In conclusion, when a process looks for data, it will perform the following steps:

Look up TLB. If TLB has the PTE, use it. Otherwise, look up Page Table to find the PTE.
Having the PTE, if the “valid bit” is 1, translate the virtual address into the physical address, and use the physical address to find data on physical memory.
If the “valid bit” is 0, find the data on the hard disk. This situation is called Page Fault if we cannot find the data on the main memory which is quite time-consuming.

There needs to be some swapping policies to decide:

Page selection: When to move a page from the hard disk to the main memory?
Page replacement: Which page on the main memory should be evicted to make room for new pages coming in?

About Page selection, there are two policies:

Demand paging: Only move the page in when it is needed.
Prepaging: Predict which pages will be used using spatial locality and so on, and get them in advance.

About Page replacement, practically we usually have an approximation of LRU, which is called Clock Algorithm.

The Clock Algorithm goes like this: Every page has a “reference bit”, recording if it has recently been used. There’s a pointer on the main memory, and it linearly searches the memory circularly when page fault happens. Encountering page with ref bit of 1, it will set it to 0 and continues to search. Otherwise encountering PTE with ref bit of 0, the OS will evict this and stop searching.

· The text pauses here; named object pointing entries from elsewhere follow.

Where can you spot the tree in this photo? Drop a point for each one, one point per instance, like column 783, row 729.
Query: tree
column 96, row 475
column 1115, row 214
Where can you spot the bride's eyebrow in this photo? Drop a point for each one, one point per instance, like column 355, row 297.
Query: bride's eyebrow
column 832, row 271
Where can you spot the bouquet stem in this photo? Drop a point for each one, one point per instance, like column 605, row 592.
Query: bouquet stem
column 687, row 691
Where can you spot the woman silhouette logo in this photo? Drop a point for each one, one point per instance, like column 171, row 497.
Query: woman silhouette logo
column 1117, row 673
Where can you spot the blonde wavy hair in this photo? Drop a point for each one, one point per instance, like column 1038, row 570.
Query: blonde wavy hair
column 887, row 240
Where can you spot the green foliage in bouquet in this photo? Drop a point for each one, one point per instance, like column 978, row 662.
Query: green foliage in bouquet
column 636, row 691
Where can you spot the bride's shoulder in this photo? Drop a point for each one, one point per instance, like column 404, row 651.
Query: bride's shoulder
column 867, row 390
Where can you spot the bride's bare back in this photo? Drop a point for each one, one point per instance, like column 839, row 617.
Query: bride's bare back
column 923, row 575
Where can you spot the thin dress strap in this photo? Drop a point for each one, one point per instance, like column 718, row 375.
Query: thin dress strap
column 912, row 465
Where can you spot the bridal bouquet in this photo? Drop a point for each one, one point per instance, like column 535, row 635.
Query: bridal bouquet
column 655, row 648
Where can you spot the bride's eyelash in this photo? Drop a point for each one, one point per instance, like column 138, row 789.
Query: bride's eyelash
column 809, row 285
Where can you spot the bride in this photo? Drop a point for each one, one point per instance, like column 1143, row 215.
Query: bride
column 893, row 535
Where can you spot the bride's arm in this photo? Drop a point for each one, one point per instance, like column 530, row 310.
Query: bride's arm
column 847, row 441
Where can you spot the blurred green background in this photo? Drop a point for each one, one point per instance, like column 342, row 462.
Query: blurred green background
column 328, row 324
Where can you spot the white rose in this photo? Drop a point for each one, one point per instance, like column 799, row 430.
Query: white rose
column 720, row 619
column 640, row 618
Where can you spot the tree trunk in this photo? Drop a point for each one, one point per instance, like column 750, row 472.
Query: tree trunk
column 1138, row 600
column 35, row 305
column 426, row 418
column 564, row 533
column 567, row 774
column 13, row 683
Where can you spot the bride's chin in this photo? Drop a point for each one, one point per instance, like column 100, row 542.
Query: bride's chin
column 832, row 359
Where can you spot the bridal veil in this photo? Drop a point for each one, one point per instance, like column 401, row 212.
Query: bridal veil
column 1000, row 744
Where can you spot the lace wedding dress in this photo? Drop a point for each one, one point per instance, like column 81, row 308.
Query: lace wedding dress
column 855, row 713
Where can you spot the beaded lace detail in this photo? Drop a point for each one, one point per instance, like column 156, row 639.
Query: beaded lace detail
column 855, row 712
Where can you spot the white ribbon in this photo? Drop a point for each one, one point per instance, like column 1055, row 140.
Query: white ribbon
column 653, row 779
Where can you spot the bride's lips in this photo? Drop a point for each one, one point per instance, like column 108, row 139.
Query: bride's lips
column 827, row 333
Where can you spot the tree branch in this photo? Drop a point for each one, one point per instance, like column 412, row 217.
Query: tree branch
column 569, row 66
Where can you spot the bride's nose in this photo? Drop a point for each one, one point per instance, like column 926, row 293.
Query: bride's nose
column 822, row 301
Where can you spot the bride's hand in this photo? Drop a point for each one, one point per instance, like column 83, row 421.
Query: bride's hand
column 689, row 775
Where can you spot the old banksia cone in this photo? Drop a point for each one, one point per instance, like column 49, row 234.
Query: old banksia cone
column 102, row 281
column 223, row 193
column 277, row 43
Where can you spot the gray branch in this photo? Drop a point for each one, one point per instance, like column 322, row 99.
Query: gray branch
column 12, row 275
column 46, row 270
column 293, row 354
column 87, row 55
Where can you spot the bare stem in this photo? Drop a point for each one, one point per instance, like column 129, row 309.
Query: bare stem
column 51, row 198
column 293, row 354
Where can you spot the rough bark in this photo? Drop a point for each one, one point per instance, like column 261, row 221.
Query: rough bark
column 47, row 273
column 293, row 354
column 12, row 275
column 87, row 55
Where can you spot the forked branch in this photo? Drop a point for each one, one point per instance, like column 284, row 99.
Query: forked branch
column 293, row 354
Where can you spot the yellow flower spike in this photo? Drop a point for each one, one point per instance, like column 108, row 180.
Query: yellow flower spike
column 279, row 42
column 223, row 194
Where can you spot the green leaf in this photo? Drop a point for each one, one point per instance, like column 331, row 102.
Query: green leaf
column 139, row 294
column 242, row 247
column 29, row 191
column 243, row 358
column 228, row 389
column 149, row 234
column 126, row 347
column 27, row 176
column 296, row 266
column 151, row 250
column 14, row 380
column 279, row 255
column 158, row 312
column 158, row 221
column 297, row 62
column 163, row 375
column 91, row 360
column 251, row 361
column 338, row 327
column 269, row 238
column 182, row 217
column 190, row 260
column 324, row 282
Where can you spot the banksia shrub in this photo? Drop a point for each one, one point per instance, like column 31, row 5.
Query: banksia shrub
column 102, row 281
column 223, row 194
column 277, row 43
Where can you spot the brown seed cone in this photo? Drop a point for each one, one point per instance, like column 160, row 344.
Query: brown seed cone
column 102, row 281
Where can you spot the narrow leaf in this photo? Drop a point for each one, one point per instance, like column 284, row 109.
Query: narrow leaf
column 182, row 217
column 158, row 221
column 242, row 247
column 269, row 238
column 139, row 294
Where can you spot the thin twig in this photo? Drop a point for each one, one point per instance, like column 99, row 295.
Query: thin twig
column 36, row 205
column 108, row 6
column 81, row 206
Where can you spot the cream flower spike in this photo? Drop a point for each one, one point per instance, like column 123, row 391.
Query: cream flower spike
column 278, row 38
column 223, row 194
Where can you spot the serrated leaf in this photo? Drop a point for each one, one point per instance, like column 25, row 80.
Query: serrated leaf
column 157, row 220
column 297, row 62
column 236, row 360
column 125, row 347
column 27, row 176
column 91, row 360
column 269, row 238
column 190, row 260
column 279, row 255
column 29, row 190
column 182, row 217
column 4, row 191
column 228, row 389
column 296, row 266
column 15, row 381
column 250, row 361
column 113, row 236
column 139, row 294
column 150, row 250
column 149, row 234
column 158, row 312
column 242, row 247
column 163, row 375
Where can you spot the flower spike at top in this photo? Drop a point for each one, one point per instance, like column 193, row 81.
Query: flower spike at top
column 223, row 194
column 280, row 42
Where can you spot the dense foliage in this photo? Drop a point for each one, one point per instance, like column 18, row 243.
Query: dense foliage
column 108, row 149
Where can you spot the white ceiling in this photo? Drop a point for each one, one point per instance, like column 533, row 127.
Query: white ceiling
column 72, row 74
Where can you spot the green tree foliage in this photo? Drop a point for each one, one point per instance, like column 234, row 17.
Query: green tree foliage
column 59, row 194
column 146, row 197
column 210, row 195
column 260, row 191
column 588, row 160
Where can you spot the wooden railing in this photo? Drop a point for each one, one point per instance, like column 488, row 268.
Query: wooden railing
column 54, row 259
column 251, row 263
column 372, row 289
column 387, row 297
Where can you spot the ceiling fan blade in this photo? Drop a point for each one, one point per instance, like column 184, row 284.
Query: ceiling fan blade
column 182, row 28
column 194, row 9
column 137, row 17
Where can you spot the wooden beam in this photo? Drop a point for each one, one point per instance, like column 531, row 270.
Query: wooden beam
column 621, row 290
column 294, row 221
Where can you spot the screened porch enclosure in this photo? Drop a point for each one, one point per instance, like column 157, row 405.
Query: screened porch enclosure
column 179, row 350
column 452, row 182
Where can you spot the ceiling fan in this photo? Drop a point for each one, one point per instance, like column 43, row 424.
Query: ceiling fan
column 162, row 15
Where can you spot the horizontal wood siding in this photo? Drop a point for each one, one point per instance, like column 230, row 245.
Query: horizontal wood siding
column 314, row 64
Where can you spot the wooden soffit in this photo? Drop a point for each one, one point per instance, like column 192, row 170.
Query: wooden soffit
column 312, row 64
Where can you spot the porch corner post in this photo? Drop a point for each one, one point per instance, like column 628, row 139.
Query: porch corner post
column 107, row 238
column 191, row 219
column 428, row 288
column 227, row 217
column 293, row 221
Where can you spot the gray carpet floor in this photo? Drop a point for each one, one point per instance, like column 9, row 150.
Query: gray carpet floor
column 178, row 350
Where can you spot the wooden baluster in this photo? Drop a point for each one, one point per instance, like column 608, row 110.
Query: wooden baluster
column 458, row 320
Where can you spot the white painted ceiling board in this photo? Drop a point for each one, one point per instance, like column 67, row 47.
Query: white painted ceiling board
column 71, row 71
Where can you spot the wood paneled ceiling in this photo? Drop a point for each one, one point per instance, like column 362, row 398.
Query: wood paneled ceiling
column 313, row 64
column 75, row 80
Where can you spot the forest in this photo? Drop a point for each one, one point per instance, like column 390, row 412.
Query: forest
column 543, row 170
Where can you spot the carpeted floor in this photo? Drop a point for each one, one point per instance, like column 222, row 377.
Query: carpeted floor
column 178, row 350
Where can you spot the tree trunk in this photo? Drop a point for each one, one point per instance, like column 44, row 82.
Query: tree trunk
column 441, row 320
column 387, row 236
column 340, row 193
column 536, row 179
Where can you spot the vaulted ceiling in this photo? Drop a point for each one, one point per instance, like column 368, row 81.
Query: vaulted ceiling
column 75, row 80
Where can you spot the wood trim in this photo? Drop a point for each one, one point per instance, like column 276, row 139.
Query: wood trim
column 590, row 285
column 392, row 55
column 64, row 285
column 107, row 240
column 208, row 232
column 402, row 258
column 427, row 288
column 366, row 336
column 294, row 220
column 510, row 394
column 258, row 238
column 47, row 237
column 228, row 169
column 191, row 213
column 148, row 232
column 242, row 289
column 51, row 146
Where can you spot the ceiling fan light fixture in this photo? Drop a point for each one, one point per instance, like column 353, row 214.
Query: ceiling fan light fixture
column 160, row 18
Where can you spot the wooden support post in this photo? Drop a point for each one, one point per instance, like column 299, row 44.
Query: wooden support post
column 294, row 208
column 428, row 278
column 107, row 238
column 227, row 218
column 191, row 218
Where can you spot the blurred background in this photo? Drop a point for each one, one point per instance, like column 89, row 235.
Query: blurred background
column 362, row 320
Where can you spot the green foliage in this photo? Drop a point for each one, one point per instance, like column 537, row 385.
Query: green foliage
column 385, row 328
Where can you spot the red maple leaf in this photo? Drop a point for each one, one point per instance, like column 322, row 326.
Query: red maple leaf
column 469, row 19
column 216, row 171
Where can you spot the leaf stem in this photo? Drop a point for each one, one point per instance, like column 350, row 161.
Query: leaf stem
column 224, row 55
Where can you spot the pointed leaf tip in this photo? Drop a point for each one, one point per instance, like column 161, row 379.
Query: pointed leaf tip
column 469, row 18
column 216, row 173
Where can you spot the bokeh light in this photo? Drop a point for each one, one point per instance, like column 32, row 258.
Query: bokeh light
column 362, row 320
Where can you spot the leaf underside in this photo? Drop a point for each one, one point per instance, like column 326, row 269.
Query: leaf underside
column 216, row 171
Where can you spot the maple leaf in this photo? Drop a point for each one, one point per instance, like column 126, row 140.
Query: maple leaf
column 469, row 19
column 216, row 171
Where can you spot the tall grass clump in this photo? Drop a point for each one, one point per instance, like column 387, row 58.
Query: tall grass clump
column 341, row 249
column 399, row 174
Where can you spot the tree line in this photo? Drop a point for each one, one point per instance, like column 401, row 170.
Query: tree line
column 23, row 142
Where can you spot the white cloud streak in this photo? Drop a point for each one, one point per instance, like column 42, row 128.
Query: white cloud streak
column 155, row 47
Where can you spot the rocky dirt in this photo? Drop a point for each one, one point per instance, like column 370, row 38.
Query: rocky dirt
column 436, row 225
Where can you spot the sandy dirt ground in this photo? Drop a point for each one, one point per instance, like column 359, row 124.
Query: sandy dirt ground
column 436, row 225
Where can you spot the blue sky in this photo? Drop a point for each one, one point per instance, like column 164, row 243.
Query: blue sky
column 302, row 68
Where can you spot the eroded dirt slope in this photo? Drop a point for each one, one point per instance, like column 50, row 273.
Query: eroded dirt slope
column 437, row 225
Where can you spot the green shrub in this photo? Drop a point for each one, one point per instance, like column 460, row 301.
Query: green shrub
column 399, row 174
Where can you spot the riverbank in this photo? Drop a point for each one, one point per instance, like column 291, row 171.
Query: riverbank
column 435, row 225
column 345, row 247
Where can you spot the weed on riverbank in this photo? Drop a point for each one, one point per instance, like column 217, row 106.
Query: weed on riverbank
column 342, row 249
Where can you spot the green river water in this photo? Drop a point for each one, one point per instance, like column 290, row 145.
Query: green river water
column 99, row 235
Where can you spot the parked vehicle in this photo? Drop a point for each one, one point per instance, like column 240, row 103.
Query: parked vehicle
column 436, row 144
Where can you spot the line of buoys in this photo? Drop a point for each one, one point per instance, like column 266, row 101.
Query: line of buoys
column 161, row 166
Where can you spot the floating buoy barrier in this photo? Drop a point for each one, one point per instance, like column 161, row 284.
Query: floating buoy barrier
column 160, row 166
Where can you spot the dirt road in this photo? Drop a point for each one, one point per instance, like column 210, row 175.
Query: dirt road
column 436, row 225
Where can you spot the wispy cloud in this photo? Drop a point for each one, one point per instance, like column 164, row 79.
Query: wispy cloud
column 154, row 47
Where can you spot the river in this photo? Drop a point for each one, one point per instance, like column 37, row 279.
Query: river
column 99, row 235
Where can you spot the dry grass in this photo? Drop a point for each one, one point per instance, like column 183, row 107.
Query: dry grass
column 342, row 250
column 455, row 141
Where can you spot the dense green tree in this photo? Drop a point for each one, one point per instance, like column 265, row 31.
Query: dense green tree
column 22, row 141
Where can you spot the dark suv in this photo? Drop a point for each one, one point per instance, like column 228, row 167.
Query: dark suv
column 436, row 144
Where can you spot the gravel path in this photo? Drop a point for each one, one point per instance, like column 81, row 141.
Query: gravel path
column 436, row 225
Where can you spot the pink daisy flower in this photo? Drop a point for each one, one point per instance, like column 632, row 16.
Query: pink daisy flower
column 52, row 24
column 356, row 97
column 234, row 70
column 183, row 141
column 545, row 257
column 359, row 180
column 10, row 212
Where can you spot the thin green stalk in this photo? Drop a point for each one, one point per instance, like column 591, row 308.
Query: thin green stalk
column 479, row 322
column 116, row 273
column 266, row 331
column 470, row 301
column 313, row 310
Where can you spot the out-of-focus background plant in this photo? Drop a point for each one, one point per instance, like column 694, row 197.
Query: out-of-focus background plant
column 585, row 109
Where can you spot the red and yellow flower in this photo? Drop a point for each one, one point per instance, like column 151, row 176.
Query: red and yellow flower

Additionally, we can evict multiple pages at once to save time. Moreover, we should pay attention to dirty bits of the frames, because it’s more time-consuming to evict memory that is dirty.

When there are multiple processes using the main memory, we have to decide on a policy to distribute space to each of them.

Each process has a fixed-size memory space, and it only swaps frames in its own space.
The processes share the whole main memory, and they swap on the global main memory.

Some Techniques and Problems about Swapping

Memory-mapped Files is a technique used in File I/O. When we want to edit a file on the hard disk, we first swap it to the main memory using demand paging, and then we only need to treat this file as normal main memory to do I/O rather than keep using read()/write() syscalls. And in this way, multiple processes can share the same file.

Thrashing is a problem when the number of pages on the main memory is not enough. All the processes may be all busying trying to swap data from the hard disk, which causes the CPU utilization rate to drop. As a result, the CPU may try to respond to the situation, starting more new jobs, which will further deteriorate the problem.